Indexer Node

Indexer Node (Document Processor)

What It Does

The Indexer Node takes long documents and breaks them into smart, searchable chunks. Think of it as a librarian that organizes books into sections and creates a detailed catalog - it makes your documents ready for AI to search through and understand.
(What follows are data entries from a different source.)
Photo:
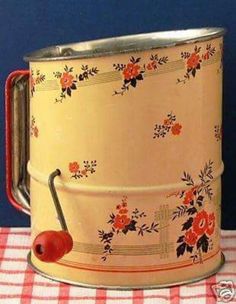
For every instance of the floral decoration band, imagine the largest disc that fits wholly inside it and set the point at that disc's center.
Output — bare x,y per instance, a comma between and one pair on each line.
123,222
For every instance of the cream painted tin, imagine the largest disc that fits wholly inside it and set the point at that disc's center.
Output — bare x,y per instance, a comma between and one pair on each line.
134,125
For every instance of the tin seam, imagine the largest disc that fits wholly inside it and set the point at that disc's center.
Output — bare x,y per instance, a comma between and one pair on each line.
95,189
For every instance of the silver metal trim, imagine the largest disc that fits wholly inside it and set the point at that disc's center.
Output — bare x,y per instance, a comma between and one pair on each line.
214,271
20,141
112,189
124,44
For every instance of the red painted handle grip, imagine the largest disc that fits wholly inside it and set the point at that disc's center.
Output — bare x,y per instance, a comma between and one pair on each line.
51,246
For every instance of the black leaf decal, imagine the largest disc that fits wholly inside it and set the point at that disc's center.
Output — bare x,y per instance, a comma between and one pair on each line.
187,224
181,249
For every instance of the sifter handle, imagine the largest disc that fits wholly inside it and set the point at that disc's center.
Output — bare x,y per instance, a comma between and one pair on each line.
17,139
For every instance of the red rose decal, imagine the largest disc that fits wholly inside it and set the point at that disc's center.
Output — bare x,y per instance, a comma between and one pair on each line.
200,223
188,197
193,61
190,237
131,71
74,167
211,224
66,80
121,221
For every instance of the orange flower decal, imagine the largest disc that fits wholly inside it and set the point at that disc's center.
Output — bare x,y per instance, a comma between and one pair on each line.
190,237
124,222
194,61
74,167
200,222
211,224
198,225
121,221
34,131
169,124
35,79
69,81
66,80
188,198
89,167
133,71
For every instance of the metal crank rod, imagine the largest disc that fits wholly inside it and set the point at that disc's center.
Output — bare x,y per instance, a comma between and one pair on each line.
50,246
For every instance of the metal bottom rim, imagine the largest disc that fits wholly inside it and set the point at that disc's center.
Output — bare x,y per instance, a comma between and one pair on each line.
158,286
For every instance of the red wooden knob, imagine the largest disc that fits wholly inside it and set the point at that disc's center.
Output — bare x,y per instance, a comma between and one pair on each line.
51,246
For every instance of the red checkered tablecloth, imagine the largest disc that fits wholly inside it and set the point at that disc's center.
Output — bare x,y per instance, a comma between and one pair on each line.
19,284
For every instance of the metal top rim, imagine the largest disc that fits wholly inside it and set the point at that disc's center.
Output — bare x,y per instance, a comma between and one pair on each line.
124,44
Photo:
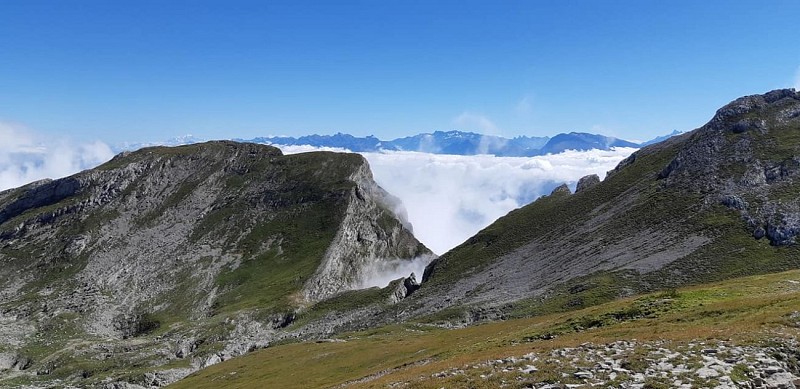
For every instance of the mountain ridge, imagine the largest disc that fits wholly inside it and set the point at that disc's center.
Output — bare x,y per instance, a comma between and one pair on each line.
182,257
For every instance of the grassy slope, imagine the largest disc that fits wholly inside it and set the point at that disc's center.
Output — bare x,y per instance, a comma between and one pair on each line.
302,208
640,202
744,310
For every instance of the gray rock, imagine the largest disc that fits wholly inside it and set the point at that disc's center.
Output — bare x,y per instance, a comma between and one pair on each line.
561,190
587,182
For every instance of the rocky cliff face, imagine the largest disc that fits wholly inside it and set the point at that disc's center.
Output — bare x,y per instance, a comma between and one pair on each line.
718,202
180,252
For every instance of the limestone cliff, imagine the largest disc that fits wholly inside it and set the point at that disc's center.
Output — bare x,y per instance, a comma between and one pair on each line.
189,253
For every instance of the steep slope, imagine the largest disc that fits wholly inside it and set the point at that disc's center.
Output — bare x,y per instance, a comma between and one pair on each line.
718,202
737,333
166,255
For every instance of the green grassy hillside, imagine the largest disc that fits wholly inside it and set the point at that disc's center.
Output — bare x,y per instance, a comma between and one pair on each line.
751,313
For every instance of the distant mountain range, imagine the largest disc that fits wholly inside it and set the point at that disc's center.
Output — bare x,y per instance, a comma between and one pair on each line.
462,143
438,142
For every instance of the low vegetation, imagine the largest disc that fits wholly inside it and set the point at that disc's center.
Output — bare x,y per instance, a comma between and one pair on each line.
755,311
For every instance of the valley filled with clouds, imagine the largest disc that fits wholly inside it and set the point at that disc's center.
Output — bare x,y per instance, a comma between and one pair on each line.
451,197
448,197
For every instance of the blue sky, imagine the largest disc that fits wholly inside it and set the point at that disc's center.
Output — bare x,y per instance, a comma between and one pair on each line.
149,70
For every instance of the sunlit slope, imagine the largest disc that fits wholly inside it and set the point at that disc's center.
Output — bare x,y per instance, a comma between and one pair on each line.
718,202
757,312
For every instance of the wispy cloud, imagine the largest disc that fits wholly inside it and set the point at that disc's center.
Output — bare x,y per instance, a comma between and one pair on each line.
797,79
472,121
449,198
26,156
524,106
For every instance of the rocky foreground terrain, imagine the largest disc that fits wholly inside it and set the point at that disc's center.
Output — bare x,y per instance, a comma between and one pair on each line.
166,261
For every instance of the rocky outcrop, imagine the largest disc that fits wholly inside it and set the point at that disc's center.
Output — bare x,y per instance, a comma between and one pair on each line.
218,242
370,232
587,182
562,189
661,218
403,288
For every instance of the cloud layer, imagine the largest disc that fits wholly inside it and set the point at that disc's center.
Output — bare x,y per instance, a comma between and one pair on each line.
451,197
26,157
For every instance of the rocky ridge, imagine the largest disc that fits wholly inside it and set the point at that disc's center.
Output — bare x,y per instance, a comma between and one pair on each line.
182,256
657,220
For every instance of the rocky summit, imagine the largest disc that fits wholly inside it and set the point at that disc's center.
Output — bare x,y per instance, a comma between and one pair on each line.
717,202
165,260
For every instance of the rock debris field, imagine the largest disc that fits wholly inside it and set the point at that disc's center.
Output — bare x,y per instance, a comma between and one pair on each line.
635,364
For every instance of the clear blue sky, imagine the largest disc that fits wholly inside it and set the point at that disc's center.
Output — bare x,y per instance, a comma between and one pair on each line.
152,69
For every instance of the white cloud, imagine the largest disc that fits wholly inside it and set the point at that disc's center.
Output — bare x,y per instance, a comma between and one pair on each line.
381,273
524,106
797,80
471,121
26,157
449,198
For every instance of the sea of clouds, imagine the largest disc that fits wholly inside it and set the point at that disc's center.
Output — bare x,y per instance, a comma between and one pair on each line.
26,156
448,198
451,197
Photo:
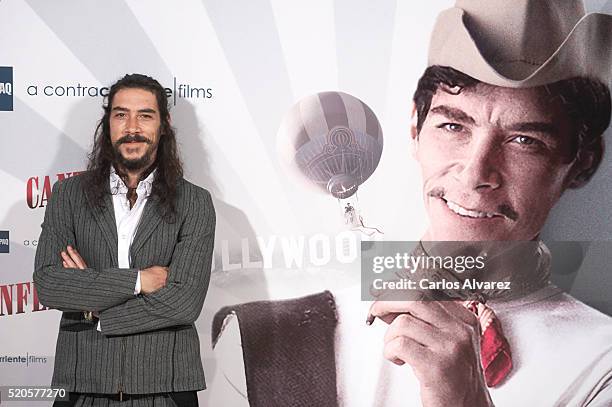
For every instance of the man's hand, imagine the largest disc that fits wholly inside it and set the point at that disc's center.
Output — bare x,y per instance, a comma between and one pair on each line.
152,279
71,259
440,340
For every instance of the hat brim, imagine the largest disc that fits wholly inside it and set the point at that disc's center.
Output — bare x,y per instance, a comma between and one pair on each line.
585,52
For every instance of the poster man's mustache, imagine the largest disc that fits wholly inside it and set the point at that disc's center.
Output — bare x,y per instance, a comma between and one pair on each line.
503,209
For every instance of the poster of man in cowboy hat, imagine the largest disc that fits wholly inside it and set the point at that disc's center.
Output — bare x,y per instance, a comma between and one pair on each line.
508,115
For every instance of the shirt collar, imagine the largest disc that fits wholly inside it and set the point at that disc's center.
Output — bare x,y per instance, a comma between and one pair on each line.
144,188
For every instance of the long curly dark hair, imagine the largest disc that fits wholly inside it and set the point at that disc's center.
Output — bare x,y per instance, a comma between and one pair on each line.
168,163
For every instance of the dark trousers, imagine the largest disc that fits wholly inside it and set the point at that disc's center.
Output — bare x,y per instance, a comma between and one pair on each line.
180,398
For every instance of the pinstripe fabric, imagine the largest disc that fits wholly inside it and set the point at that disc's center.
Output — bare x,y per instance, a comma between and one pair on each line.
148,343
157,400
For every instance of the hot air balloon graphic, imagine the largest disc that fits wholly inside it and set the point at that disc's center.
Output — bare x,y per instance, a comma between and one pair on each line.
334,141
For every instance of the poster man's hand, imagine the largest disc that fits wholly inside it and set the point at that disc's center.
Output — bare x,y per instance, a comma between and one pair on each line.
440,340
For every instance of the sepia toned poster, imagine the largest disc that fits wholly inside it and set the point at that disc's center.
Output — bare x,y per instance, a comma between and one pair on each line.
249,85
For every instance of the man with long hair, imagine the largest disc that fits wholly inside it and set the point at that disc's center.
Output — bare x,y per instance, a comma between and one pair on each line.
125,253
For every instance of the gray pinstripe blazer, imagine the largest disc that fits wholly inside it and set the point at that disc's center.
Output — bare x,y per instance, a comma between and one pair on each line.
148,343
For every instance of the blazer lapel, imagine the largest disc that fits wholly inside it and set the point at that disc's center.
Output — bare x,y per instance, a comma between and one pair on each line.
148,223
105,218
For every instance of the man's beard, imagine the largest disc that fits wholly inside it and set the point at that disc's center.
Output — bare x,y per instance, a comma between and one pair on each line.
133,164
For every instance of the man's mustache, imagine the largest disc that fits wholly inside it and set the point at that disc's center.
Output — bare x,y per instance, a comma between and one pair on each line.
130,138
503,209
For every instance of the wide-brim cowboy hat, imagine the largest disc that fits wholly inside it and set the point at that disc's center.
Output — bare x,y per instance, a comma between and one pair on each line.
523,43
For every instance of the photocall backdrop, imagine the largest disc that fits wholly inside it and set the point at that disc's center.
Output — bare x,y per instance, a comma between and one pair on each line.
234,68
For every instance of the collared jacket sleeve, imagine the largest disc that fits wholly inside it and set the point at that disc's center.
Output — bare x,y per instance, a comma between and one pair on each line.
180,301
68,289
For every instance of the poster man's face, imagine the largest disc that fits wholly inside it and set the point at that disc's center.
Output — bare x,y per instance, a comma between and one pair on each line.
494,161
135,127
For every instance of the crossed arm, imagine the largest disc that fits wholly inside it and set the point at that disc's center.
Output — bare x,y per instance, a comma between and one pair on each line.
110,292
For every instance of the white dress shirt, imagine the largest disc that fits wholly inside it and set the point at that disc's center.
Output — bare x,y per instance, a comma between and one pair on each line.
127,219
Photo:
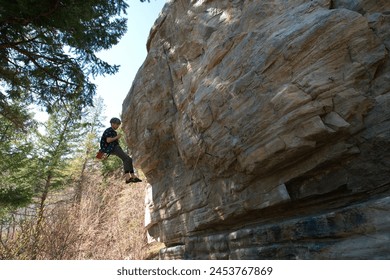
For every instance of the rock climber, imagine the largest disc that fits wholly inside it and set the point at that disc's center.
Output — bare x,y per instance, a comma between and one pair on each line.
109,144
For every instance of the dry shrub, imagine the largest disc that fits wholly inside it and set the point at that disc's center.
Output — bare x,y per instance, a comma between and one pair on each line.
107,223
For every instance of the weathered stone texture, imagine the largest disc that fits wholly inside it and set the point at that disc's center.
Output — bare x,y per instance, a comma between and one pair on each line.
263,128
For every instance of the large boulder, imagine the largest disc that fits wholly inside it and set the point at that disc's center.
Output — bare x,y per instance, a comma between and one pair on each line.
263,128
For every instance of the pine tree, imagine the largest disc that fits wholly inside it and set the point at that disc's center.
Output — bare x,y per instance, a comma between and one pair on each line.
15,153
54,149
47,50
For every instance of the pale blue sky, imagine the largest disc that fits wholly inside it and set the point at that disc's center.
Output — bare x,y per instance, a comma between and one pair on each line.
130,53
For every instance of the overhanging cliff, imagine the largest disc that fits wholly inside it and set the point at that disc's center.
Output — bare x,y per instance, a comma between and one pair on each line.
263,128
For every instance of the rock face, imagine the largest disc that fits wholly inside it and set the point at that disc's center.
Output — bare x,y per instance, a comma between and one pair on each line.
263,128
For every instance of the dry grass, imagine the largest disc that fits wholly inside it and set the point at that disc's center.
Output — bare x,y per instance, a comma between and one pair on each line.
107,224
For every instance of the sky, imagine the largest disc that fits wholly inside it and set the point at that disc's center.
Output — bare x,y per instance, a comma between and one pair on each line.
129,53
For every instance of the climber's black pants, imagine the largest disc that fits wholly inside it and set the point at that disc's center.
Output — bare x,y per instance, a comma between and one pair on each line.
127,161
What Goes In, What Comes Out

Input

Name	Type	Description	Required	Default
`inputText`	Text	Document content to process	Yes	-
`embeddingModel`	Text	AI model for creating searchable vectors	Yes	-
`chunkSize`	Number	Maximum characters per chunk	Yes	-
`chunkOverlap`	Number	Characters to overlap between chunks	No	200
`separators`	Array	How to split text (paragraphs, sentences)	No	[“\n\n”]

Output

Name	Type	Description
`chunks`	Array	Smart text chunks with embeddings
`summary`	Object	Processing statistics and info
`metadata`	Object	Document details and timestamps

Real-World Examples

📚 Knowledge Base Builder: Turn company docs into searchable AI database

Input: Employee handbook, policies, procedures
Output: Searchable chunks ready for Q&A system

🔍 Research Assistant: Make academic papers searchable by concept

Input: Research papers and articles
Output: Organized chunks that AI can search through

💬 Smart Customer Support: Index help docs for instant answers

Input: FAQ pages, user manuals, troubleshooting guides
Output: Searchable knowledge base for support chatbot

How It Works

flowchart LR
    A[📄 Long Document] --> B[✂️ Smart Chunking]
    B --> C[🧠 Create Embeddings]
    C --> D[📊 Searchable Chunks]

    style A fill:#e3f2fd
    style B fill:#fff3e0
    style C fill:#f3e5f5
    style D fill:#e8f5e8

Simple Process:

Smart Splitting: Breaks documents at natural points (paragraphs, sections)
Create Embeddings: Converts text chunks into searchable vectors
Add Metadata: Keeps track of source, position, and relationships
Ready for Search: Chunks are ready for AI knowledge systems

Configuration Options

Basic Settings

What to Index 📄

Input Text: The content you want to make searchable (from documents, web pages, etc.)
Embedding Model: The AI model that creates the searchable format (OpenAI recommended)

How to Split Content ✂️

Chunk Size: How big each piece should be (1000 characters works well for most content)
Chunk Overlap: How much pieces should overlap (200 characters prevents losing context)

Content Organization 🏷️

Metadata: Extra information like document title, date, category
Separators: Where to split (paragraphs work best for most documents)

Browser Compatibility

Works in all major browsers:

✅ Chrome: Full support with fast processing
✅ Firefox: Full support
⚠️ Safari: Limited storage for large documents
✅ Edge: Full support

Privacy & Security

🔒 API Keys Protected: Embedding keys stored securely
🌐 Secure Processing: Uses encrypted connections for AI services
💾 Local Caching: Processed chunks cached locally for performance
✅ Content Validation: Input text validated for security

Try It Yourself

Example 1: Company Knowledge Base

What you’ll build: Turn company documents into searchable AI database

Workflow:

Get All Text From Link → Indexer Node → Local Knowledge → RAG Node

Setup:

Chunk Size: 1000 (good for general business docs)
Chunk Overlap: 200 (maintains context)
Embedding Model: “text-embedding-ada-002”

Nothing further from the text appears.